Partiamo proprio dal grado di concorrenzialità del mercato. Le misure di liberalizzazione introdotte dal governo Monti nel 2011 sembrano avere migliorato il contesto economico in cui si muovono le imprese italiane. L’indicatore Ocse che misura il livello di regolamentazione del mercato è infatti diminuito nel corso degli anni, e nel 2013 è inferiore a quello della media dei Paesi Ocse e Ue, e non lontano da quello delle maggiori economie europee. Se la misura dell’Italia, in una scala da 0 a 6, è 1,26 (nel 2008 era 1,49), quelle di Francia e Spagna sono superiori (rispettivamente 1,43 e 1,45) e quelle di Germania e Regno Unito sono di poco inferiori (1,21 e 1,09).

Un altro dato che potrebbe sorprendere riguarda i tempi necessari all’avvio di un’impresa in Italia.
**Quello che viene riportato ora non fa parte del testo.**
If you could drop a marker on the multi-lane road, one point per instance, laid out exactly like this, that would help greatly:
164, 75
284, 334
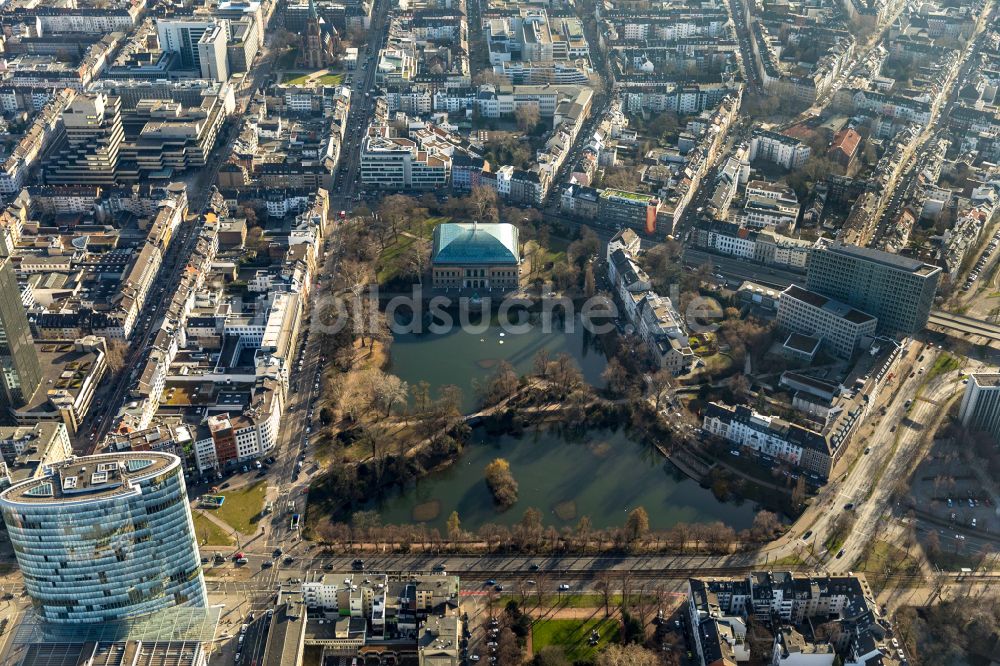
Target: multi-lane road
199, 189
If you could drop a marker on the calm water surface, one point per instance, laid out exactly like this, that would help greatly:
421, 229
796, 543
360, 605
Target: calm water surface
462, 357
603, 475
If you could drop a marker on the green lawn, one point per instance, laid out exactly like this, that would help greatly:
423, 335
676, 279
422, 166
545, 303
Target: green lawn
556, 600
398, 252
793, 560
573, 636
242, 507
944, 363
208, 533
301, 78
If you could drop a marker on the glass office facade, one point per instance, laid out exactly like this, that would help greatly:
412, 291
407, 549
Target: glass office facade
116, 548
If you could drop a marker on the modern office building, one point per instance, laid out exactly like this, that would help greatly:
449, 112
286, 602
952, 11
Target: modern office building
20, 371
105, 537
840, 327
401, 163
213, 52
86, 153
981, 404
896, 290
195, 39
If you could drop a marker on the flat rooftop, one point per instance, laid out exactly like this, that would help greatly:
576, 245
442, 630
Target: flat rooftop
884, 258
842, 310
91, 477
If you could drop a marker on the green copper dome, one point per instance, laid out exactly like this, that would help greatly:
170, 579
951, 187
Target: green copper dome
473, 243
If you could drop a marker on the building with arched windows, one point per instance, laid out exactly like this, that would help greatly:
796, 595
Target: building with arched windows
484, 257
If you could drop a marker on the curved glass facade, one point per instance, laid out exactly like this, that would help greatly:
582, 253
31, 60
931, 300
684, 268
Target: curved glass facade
120, 546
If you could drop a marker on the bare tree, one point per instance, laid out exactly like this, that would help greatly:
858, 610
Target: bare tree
527, 116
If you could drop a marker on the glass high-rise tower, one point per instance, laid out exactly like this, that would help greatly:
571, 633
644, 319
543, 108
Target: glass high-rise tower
105, 537
20, 371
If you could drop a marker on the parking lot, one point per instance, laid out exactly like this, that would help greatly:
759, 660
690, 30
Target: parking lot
947, 494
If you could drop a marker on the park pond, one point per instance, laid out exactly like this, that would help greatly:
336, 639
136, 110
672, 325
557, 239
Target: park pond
603, 474
462, 356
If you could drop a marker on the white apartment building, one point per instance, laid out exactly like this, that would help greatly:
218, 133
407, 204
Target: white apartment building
213, 53
400, 163
980, 408
184, 37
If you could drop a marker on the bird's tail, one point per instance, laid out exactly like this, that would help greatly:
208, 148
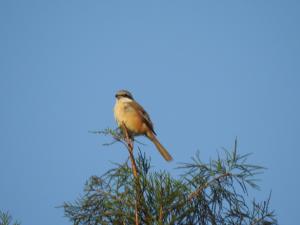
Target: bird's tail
159, 147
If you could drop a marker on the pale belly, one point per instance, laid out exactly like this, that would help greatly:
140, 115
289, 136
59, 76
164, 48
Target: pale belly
130, 117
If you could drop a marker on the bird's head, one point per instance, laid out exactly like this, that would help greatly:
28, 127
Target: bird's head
124, 94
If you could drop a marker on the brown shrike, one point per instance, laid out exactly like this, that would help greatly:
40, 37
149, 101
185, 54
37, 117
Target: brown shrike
136, 120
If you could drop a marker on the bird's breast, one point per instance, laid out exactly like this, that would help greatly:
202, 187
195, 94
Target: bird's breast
124, 113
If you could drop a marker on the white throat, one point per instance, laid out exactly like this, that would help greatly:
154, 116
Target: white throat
124, 100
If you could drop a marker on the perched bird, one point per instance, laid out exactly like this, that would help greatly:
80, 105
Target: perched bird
136, 120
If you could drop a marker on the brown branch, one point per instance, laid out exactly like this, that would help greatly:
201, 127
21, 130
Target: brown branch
201, 188
129, 142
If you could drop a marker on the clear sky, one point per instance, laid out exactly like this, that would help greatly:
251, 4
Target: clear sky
206, 71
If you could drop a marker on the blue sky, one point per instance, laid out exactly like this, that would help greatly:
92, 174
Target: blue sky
206, 71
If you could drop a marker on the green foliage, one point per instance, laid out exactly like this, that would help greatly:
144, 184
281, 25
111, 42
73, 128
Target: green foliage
205, 193
6, 219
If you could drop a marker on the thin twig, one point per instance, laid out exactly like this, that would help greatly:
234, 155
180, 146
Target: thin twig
201, 188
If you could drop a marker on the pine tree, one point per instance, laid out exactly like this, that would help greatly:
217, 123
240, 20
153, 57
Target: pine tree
206, 193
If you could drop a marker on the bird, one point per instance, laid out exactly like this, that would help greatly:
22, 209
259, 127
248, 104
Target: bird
137, 121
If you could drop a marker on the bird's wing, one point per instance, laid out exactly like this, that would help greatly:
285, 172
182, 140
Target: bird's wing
143, 113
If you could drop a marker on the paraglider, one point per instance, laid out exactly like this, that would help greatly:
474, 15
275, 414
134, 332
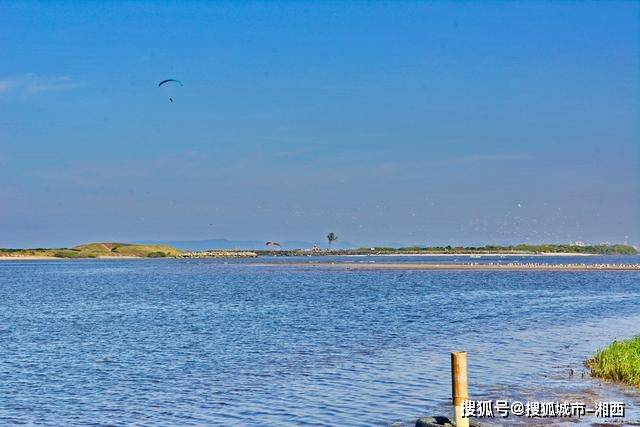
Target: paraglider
169, 83
170, 80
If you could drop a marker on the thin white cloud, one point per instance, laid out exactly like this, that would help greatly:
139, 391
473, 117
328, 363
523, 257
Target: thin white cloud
32, 84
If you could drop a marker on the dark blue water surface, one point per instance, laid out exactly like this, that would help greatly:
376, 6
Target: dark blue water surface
207, 342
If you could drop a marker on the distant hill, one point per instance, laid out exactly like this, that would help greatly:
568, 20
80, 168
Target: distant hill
96, 250
202, 245
126, 249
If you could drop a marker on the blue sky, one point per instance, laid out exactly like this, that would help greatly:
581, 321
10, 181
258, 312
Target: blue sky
386, 122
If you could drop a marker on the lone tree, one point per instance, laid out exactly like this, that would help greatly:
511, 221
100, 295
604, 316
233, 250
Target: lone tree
331, 237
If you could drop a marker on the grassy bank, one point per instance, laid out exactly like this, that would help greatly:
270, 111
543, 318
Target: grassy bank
618, 362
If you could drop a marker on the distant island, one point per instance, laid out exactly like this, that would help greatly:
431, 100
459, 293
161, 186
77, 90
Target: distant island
129, 250
544, 249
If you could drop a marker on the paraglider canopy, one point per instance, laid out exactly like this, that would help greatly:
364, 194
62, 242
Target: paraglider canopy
168, 86
170, 80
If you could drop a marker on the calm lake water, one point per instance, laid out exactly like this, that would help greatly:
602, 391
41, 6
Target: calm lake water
208, 342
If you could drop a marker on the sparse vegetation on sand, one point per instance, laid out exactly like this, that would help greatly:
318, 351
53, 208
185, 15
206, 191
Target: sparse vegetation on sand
619, 362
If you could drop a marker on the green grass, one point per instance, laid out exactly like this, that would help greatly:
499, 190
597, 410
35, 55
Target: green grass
95, 250
618, 362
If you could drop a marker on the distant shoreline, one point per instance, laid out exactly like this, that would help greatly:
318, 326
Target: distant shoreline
231, 255
477, 255
451, 267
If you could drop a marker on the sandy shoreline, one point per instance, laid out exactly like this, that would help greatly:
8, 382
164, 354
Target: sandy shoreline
51, 258
470, 267
505, 254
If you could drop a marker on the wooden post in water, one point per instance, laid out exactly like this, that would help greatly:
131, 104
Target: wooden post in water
459, 386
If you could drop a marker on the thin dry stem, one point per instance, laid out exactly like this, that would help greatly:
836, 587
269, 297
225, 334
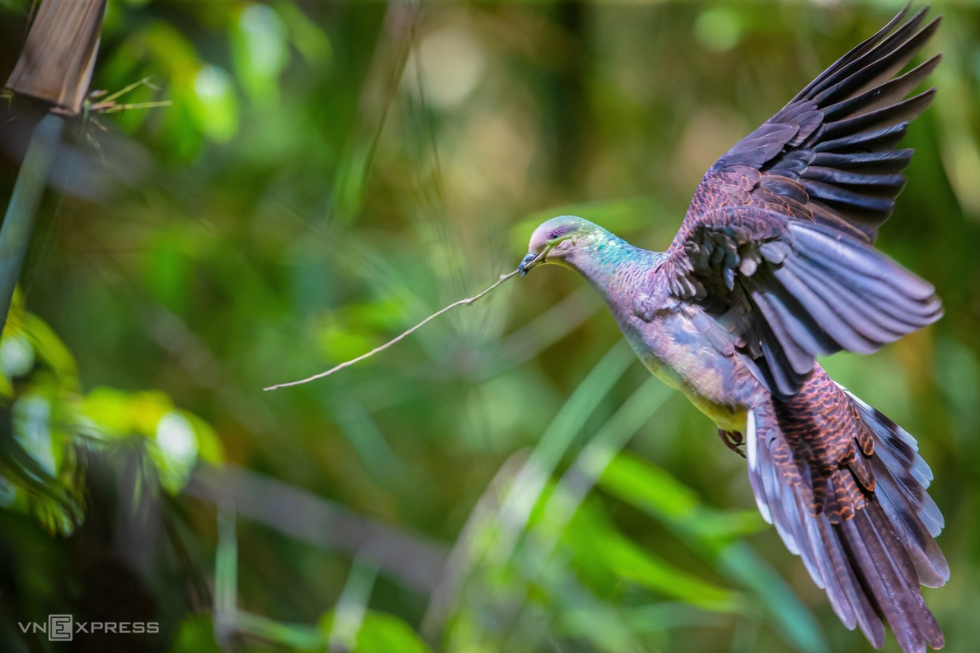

Nonostante i piagnistei, i numeri dicono che per aprire un’azienda occorrono in media sei, contro i 12 e più del virtuoso Regno Unito: nessuno tra i principali competitor europei riesce a fare di meglio.

Se guardiamo all’approccio con cui è stata affrontata la crisi, scopriamo che molte imprese (il 70,5%) hanno adottato strategie difensive cercando di tutelare la propria quota di mercato ma allo stesso tempo una buona parte delle aziende, anche di dimensione piccola e media, ha tentato di potenziarsi sulla qualità ampliando la gamma di prodotti e servizi offerti (41,1% dei casi), esplorando nuovi mercati (22,2%) o incrementando le collaborazioni con altre imprese (11,7%).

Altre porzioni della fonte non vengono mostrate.